That's not tile switching you're seeing. It's a single tile with its pixel data being rewritten in between one scanline and the next. (Well, partially rewritten. There wasn't room to do a full 32 bytes, but 20 was sufficient for proof of concept.) You could change tilemap entries instead of tiles, if you wanted to, but the timing constraints might be different because the fetch pattern starts earlier.

This method could allow more data to be sent to VRAM per frame than would be possible just using VBlank alone. Since the VRAM gate address persists, you don't need to specify it with an HDMA channel, which means you can get 24 bytes per scanline. Maximum bandwidth for VRAM HDMA, assuming nothing else is using HDMA, would be a little over 5 KB per frame on NTSC with overscan turned off, which added to the ~6 KB of DMA time during standard VBlank results in a comfortable 11 KB total per frame with no letterboxing and minimal CPU penalty. (Regular DMA in an H-interrupt could push that past 12 KB at the cost of a lot of CPU time.)

But you have to be careful that you don't try to display the data at the wrong time - if you want to update for next frame, and you write too soon, the data will go in early and display during the current frame. If you want to update for the current frame but you write too late, the data displayed will be stale and the new stuff won't show up until the next frame. If you update a tile or its tilemap entry during the scanlines it's displayed on, the tile will display the old data above the writes and the new data below the writes, producing a visible glitch.

Also, since this kills sprites (either gone or glitched, not quite certain) on the line after each data shot, you have to be even more careful where you use it.

...

An example may illustrate the potential of this method, as well as how its restrictions come into play.

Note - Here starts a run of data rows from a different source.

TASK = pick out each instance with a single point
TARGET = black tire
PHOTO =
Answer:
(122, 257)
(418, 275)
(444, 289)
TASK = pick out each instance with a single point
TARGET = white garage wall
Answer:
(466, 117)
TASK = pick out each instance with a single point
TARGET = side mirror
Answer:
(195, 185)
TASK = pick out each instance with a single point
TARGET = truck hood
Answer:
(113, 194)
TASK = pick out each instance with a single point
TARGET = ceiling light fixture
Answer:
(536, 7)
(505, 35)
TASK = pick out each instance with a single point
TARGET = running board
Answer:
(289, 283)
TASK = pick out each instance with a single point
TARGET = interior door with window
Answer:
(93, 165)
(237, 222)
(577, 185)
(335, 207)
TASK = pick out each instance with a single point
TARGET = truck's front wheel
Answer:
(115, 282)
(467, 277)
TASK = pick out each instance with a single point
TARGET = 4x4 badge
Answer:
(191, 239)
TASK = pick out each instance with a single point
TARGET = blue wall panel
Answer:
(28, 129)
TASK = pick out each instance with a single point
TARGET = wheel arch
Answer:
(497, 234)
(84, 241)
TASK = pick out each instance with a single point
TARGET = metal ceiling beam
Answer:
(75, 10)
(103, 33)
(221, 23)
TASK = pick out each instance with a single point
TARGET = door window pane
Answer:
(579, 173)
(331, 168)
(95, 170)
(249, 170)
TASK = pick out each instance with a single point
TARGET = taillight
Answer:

If one were to attempt to re-port Doom, one might wish to render a low-detail 216x144 window (the same size as in the existing port) as a 108x144 Mode 7 image (the existing port uses Mode 3), so as to be able to render it as a column-major bitmap and sidestep the issues inherent in trying to do vertical rasterization with a SNES bitplane target format. Unfortunately Mode 7 has hardwired VRAM constraints that severely limit double-buffering, and there isn't quite enough VBlank to pull it off even with the extra forced blank from the 176-line active display.

The DMA deficit is not large, and with VRAM HDMA, you could do it. But anything that displays on top of a Mode 7 framebuffer (gun, text, menu) has to be sprites, so you can't use the vertical range occupied by any such elements. Also, the technique used to display a column-major bitmap directly in Mode 7 does require the framebuffer to be loaded in columns, which means that if you tried to write to VRAM at pretty much any time during the display of the framebuffer, you would get visible glitching.

I figure you could make the status bar entirely out of BG tiles, and update it on frames other than the heavily-loaded final framebuffer update frames. If my calculations are correct, VRAM HDMA on those 32 lines would be enough to make the Mode 7 approach feasible at this frame size. (Or you could go to 104x144, making the frame 8 pixels narrower, in which case it would work fine with just the extended VBlank and you wouldn't have to do this.)

...

To use this method, you pretty much need to have a "safe" region that is guaranteed to (a) not have sprites, and (b) not have any tiles in positions where they'd glitch if their tilemap or pixel data were overwritten with HDMA. If your application doesn't have that, then you may not have much use for this.